Une petite louche d’humilité de temps à autre ne fait pas de mal. Ainsi celle mijotée par les animateurs de l’émission Microfictions sur France Inter qui, par la bouche de Sébastien Lapaque, dont on connaît l’érudition éclairée, a proposé aux auditeurs attentifs la lecture de Touchante histoire de la jeune femme qui pleurait, un des tout premiers recueil édité par L’arbre en ses vertes années et réédité à l’automne dernier. L’animateur de l’émission, qui n’a sans doute pas le temps de flâner en librairie sans quoi le nom de Paul-Jean Toulet ne lui serait pas totalement étranger, insiste sur l’aspect microscopique de L’Arbre vengeur. Par les temps qui courent, il n’est jamais trop prudent de se méfier des microbes, surtout dans l’édition, car ils ont la vie dure mais la mémoire longue. Et ça fait plaisir de temps à autre d’écouter France Inter, ça nous rappelle l’enfance et l’ennui d’antan.

Un Galopin d’essai

Un article, il y en aura donc un, sur Le Bacille de l’immense Galopin redécouvert par un chercheur associé à L’Arbre, un article signé Serge Perraud à qui on se doute qu’il ne faut pas en conter, un article que vous pourrez découvrir sur l’excellent site LeLittéraire.com.

Un monde sans pierres

Éric Chevillard est infatigable, l’été ne l’inquiète pas, les terribles chaleurs de la Bourgogne le laissent indifférent.

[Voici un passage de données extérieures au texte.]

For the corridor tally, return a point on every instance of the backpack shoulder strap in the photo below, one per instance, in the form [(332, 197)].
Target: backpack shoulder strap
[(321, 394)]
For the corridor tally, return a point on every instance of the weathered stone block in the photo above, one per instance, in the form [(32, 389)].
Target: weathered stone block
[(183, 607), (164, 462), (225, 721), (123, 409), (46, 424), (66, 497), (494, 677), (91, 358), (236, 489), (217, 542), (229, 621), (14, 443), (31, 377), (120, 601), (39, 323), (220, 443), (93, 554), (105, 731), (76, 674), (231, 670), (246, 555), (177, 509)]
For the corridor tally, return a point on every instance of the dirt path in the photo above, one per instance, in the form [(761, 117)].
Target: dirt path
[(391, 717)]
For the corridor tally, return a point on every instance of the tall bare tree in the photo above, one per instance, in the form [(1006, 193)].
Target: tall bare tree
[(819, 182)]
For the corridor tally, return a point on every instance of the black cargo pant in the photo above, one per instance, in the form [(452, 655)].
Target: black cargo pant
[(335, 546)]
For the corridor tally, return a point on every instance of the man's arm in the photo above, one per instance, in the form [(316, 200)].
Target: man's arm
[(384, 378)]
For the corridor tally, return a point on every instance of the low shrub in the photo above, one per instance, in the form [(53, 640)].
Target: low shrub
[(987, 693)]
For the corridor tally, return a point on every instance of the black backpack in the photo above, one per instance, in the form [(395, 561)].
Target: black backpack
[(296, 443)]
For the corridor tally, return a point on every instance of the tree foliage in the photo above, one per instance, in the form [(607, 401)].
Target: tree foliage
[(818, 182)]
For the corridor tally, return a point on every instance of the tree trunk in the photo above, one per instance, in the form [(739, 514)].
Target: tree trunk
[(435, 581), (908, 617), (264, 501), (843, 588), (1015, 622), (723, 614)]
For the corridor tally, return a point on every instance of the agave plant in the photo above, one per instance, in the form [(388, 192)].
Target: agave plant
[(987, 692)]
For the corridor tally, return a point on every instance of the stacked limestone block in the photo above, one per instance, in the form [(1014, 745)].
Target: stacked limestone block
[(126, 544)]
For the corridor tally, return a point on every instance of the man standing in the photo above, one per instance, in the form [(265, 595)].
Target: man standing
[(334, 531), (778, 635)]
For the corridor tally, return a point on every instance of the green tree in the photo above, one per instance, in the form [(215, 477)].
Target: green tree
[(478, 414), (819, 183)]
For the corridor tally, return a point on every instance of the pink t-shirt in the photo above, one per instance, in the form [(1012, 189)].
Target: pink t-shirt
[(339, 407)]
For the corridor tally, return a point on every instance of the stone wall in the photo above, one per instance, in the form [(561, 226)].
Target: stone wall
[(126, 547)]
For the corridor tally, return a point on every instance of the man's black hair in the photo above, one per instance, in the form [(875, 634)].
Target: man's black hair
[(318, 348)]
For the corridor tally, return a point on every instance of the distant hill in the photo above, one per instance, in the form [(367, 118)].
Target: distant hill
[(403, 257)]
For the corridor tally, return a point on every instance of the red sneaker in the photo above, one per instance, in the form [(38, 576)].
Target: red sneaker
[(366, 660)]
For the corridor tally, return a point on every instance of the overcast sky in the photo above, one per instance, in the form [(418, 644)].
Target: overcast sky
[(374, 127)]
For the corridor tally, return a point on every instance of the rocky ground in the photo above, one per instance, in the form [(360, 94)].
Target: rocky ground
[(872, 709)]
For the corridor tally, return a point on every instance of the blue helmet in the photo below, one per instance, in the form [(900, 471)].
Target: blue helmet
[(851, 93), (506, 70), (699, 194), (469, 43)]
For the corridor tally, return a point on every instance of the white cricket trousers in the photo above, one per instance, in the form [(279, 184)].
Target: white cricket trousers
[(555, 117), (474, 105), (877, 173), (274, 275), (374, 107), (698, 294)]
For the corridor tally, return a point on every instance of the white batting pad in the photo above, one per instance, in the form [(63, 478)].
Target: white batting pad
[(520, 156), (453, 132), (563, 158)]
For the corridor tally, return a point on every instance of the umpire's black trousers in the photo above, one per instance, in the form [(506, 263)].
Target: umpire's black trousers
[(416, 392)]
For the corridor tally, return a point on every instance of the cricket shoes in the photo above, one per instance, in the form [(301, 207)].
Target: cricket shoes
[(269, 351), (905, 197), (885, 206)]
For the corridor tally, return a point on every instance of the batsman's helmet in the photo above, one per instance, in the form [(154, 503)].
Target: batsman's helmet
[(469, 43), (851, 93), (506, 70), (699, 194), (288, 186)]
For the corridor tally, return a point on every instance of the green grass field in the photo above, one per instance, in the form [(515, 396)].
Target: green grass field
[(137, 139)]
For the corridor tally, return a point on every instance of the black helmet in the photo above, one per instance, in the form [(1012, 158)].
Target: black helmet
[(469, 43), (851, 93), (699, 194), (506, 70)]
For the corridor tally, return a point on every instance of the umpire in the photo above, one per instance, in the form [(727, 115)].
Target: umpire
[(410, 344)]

Se moquerait-il de tout à l’exception de la littérature ? On pourra en juger une nouvelle fois sur le site de Vents contraires, la revue collaborative en ligne du Théâtre du Rond-Point où l’auteur de L’Autofictif tiendra désormais une rubrique mensuelle dont, dès aujourd’hui, vous pourrez déguster une première salve adressée au monde minéral dont on ne dit pas assez comme il nous gâche la vie. L’arc d’Éric Chevillard a tellement de cordes qu’on dirait une harpe, un instrument difficile à déplacer, mais céleste. De qui se moque-t-on ?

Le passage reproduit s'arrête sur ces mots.